加齢による知能の低下ではなくて、自分への意味を求めてしまうなど実生活上の知恵が邪魔をして正しい答えを導き出せなくなってしまうことがあります。これも高齢者に対するネガティブなイメージの一つとなってしまいます。これらは流動性知能(20歳代を過ぎると衰退)と結晶性知能(生涯成長)の違いによって生じています。

アフォーダンス(affordance)

「老いはこうしてつくられる」(中公新書)を引用して「老いる」ことへの偏見、勘違いを再考していきました。

人が「自分」にとっての意味や価値をものさしに環境を計ることは生態学的測定、生態学的値となります。

「アフォーダンス(affordance)」とは「〜することを可能にする」という意味であり、アフォーダンスと行動にズレがある高齢者は情緒的な幸福感が低くなります。

コミュニケーションギャップ

65歳以上は擬音語(onomatopoeia)による表現が苦手になってきます。実際に面白くても顔が笑っていないので、他者には高齢者が笑っているようにみえません。高齢者自身も他の高齢者の笑いが見て取れ無くなります。

このように、加齢によって表情が出にくくなり、無意識の体動には現れていき、「コミュニケーションギャップ(思いのすれ違い)」が起きてしまいます。
現実、自己認識と他者認識のコミュニケーションギャップが孤独感へつながっていきます。

3.減点法の美意識と加点法の美意識

「あなたはおいくつですか?」という問いに対して、60%の人が少なめにサバを読んで答えてしまいます。「美しさは若さである」という信仰が根付いているからです。

阿部教授は肌の加齢変化に対する美しさと健康評価データを示しました。

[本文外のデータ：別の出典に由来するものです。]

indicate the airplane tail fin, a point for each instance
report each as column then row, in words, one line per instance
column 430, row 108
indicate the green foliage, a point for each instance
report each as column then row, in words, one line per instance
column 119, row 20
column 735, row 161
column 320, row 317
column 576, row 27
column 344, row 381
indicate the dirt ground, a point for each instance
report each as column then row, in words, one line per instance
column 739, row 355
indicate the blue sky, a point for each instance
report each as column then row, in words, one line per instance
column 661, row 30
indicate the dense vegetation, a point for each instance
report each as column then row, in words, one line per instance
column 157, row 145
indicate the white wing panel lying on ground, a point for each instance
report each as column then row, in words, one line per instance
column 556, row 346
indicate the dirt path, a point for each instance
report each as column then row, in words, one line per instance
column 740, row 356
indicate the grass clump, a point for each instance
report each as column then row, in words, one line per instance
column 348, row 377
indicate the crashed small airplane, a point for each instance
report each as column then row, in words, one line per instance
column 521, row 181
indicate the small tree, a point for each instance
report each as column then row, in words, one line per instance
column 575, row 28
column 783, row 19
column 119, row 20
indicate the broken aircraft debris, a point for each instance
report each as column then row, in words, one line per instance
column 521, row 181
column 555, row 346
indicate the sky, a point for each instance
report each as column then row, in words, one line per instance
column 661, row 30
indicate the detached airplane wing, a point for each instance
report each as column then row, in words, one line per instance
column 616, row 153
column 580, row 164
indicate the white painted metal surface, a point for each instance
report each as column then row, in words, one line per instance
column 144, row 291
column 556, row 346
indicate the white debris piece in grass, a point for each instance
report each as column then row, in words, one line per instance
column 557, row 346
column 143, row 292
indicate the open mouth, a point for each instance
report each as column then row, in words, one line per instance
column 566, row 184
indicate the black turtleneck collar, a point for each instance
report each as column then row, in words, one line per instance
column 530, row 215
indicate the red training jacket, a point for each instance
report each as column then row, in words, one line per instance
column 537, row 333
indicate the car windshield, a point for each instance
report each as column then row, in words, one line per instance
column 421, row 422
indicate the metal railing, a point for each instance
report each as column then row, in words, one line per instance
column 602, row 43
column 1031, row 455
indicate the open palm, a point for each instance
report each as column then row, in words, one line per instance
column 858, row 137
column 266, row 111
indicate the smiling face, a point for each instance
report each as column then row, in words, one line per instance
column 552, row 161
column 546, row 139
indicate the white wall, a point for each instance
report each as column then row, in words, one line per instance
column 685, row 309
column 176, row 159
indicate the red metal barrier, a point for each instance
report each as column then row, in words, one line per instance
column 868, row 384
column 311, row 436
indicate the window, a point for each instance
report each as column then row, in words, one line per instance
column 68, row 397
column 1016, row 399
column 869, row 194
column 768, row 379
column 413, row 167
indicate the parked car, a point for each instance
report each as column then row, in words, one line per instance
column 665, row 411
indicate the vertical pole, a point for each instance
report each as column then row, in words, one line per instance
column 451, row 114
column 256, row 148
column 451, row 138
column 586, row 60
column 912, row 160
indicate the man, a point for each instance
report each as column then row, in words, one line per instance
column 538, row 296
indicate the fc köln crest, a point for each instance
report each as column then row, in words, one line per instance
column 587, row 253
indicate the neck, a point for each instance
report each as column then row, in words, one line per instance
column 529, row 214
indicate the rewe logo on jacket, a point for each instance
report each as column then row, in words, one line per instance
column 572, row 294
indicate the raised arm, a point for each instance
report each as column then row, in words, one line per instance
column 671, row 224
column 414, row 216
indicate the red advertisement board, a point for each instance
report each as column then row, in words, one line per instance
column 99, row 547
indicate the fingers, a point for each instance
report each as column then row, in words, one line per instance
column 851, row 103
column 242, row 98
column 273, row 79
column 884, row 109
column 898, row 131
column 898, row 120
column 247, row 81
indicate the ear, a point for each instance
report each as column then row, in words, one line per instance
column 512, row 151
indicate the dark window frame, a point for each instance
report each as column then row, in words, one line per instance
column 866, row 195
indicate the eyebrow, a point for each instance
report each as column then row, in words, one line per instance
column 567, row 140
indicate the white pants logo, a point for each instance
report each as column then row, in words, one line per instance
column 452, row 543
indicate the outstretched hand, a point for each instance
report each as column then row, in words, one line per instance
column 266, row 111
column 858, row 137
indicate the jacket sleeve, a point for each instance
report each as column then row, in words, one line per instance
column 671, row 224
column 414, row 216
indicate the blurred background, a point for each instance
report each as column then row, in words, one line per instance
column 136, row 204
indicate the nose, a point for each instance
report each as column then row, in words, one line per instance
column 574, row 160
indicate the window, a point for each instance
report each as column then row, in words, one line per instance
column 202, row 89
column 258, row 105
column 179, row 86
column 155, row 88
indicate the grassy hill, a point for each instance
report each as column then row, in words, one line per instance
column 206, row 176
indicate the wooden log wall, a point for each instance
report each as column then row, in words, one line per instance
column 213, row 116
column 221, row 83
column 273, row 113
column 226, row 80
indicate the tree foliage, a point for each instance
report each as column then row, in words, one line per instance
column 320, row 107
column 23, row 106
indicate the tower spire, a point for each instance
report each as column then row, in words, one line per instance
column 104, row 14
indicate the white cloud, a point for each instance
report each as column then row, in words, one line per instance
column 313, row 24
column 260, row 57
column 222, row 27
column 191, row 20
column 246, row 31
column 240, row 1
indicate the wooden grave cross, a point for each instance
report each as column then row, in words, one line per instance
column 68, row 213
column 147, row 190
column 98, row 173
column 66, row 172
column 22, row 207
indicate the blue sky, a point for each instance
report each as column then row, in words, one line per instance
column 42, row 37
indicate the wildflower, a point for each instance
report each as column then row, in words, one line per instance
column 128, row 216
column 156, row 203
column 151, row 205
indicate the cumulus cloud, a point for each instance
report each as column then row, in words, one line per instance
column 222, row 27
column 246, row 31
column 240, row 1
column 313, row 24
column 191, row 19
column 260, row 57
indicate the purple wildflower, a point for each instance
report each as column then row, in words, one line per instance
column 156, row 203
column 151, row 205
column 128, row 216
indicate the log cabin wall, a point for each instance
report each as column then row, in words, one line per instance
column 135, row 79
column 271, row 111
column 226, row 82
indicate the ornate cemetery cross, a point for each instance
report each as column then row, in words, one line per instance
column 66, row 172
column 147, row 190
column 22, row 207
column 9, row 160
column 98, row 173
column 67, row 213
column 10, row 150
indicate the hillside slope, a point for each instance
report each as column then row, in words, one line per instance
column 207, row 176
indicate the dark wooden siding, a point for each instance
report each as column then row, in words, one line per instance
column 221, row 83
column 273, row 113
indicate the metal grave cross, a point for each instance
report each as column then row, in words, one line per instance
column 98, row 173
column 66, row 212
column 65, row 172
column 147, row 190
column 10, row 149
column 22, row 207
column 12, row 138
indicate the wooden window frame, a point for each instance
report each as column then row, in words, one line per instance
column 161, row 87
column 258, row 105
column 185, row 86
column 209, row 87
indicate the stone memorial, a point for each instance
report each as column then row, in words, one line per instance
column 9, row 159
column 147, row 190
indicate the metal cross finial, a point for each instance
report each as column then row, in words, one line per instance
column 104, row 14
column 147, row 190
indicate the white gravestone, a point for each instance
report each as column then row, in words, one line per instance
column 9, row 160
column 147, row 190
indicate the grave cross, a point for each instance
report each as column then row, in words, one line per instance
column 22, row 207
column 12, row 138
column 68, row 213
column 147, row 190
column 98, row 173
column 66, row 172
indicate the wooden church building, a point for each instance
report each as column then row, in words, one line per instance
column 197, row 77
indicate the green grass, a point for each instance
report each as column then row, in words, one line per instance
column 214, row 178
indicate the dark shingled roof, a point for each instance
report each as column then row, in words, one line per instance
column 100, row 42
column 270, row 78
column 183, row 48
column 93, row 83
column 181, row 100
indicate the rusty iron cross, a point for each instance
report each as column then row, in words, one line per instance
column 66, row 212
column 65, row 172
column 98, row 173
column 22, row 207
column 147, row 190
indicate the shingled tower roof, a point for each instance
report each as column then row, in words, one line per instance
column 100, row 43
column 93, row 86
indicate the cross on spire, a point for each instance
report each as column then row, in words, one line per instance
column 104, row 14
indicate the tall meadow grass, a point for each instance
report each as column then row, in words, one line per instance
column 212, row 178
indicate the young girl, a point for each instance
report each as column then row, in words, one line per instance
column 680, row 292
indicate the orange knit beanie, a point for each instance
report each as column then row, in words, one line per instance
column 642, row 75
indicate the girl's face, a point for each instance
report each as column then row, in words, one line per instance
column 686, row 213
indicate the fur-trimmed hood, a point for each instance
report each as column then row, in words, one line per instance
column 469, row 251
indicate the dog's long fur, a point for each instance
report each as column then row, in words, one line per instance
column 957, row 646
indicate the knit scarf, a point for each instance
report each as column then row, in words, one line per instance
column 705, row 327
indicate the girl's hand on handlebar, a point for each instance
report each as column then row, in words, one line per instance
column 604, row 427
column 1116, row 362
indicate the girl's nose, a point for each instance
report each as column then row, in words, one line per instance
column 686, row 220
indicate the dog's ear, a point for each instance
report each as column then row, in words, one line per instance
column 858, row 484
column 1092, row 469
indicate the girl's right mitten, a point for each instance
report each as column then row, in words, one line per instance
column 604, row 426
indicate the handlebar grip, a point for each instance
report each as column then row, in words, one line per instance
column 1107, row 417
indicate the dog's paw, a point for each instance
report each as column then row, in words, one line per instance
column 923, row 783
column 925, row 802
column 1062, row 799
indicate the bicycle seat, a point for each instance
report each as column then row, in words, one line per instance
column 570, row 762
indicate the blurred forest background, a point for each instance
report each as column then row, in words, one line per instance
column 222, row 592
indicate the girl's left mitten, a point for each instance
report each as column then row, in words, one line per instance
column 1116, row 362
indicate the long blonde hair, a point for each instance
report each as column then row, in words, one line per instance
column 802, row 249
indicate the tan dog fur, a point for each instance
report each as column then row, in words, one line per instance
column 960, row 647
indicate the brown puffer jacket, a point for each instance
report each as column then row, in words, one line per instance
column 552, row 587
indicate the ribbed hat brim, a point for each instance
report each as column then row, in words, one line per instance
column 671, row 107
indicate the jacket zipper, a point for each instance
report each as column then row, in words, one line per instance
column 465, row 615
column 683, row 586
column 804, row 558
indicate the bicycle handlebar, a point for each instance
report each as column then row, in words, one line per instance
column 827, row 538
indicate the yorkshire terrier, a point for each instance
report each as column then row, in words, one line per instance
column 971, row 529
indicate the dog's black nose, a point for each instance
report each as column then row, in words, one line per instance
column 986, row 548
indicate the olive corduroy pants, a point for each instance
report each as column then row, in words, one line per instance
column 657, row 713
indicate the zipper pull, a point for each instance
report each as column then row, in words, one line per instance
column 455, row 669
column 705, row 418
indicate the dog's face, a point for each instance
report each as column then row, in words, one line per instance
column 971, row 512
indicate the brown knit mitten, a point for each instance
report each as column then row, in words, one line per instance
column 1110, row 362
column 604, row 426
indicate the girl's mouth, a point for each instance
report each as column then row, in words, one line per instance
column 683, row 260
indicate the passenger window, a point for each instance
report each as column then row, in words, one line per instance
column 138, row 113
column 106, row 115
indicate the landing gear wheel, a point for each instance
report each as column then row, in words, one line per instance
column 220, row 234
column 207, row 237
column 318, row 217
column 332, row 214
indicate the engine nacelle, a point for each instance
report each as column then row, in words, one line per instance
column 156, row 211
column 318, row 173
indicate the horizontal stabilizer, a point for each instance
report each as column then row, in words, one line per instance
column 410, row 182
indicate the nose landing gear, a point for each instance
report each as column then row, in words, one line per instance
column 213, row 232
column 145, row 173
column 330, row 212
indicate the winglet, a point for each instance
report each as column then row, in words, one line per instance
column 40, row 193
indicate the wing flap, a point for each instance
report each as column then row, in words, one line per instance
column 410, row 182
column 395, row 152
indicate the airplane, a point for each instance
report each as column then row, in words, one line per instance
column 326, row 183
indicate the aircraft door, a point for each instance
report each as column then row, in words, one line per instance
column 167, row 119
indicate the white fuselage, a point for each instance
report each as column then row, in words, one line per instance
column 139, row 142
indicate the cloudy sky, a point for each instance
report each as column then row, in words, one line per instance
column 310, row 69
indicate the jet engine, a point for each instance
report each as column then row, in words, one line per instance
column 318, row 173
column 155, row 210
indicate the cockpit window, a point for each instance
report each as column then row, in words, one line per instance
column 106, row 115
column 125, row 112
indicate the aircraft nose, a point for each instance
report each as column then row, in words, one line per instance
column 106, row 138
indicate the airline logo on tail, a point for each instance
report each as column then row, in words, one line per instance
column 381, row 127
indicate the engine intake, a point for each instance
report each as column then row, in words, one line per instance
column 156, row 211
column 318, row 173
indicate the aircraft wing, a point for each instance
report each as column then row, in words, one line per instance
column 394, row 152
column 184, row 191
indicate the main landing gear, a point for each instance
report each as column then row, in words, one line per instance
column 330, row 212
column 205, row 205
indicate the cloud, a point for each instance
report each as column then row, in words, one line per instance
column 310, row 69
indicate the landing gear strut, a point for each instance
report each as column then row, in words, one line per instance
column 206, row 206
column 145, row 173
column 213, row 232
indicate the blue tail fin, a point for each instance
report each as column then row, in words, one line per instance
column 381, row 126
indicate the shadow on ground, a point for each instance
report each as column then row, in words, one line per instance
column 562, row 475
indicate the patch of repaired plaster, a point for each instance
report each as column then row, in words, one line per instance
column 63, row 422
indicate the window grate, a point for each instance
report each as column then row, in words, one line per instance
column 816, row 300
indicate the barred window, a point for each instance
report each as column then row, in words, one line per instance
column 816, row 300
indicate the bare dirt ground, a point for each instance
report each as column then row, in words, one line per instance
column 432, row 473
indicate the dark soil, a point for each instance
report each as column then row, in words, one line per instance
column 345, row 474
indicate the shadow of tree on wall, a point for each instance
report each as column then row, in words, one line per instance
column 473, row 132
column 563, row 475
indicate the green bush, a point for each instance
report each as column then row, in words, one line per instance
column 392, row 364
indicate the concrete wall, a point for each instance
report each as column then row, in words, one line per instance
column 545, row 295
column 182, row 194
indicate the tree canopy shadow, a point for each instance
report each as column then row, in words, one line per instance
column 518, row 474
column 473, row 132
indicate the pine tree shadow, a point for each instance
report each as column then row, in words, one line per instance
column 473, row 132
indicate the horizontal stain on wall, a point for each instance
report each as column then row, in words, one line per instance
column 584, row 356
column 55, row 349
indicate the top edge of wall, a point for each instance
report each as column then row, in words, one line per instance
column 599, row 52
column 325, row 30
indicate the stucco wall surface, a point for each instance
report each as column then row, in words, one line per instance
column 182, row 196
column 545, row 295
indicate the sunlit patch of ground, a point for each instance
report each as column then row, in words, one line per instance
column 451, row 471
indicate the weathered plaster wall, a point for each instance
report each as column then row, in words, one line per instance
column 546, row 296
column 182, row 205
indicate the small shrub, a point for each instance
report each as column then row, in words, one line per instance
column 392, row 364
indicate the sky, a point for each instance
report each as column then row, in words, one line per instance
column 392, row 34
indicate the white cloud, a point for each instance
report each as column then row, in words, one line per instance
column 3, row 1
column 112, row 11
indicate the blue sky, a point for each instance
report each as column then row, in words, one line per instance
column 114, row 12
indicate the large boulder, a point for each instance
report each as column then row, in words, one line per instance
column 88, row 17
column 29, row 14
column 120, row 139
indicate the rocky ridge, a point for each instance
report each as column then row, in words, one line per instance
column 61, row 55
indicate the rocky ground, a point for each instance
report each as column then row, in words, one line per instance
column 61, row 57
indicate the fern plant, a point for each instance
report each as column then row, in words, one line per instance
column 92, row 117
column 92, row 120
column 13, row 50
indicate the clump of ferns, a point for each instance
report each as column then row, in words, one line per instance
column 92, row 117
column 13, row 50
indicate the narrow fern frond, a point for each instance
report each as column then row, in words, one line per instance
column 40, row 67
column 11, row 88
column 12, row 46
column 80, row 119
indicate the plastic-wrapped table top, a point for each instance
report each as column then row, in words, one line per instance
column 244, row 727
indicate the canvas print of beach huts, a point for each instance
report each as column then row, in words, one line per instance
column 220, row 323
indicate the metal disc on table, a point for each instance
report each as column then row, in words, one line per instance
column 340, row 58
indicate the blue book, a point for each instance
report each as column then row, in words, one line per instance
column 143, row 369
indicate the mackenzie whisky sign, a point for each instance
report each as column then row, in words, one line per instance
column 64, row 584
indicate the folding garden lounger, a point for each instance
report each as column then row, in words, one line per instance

視覚的な老化の印が現れていないことに注目した「減点法の美意識」だけではなく、若さを無理に求めない「年齢なりの美と健康」を良しとする意識への転換を説いていきました。

美の規範

美の規範は、加齢に伴って変化します。
加齢による肌への刻印による減点だけではなく、加齢とともに蓄積される何かの要素があるという意識の存在、それが加点法の美意識です。

世阿弥「風姿花伝」に置き換えれば、「時分の花(若さゆえの美)」から「まことの花(時分の花が消えた後に修練で備わった美)」への転換、これこそが「加齢による美しさ」です。

グループトーク後の質疑(質問のみを記載)

Q1.男性の美しさの調査はあるか?
Q2.シニア層が表情を出しにくい、他の表現方法は?
Q3.減点法、加点法に絡めて人生の終盤の準備の必要性は?
Q4.美しさの観点、アンチエジングの否定、性別の時代的変遷は?
Q5.加齢とともに蓄積されるものとは具体的に何か?
Q6.美しさと外見と立ち振る舞いのビジネスのウエイトは?
Q7.高齢者は擬音語が苦手になる、発信側の課題は?
Q8.(調査データに対して)各世代の女性は何を美しさとしたか?
Q9.世界では美意識について、何を求めているか?
Q10.介護事業者などBGMで行動を変える事例は?
Q11.講義データが古くないか?有効か?
Q12.コミュニケーションギャップを生まないようにするための手法は? あるいは読み取る事例は?

総括

美しさの認識は認知機能の変化、時代性の変化によって変わり、自分事へシフトしています。
自分と他者の意識レベルには必ずギャップがあり、そのギャップを埋めるところにビジネスチャンスがあります。そのポイントはネガティブをボジティブへ変え、意識を現実へ近づけ、受け入れる事です。
人生100年時代だからこそ、「もっと働きましょう」、「もっと健康でいましょう」と呼びかけるために必要なスマート・エイジングの学びです。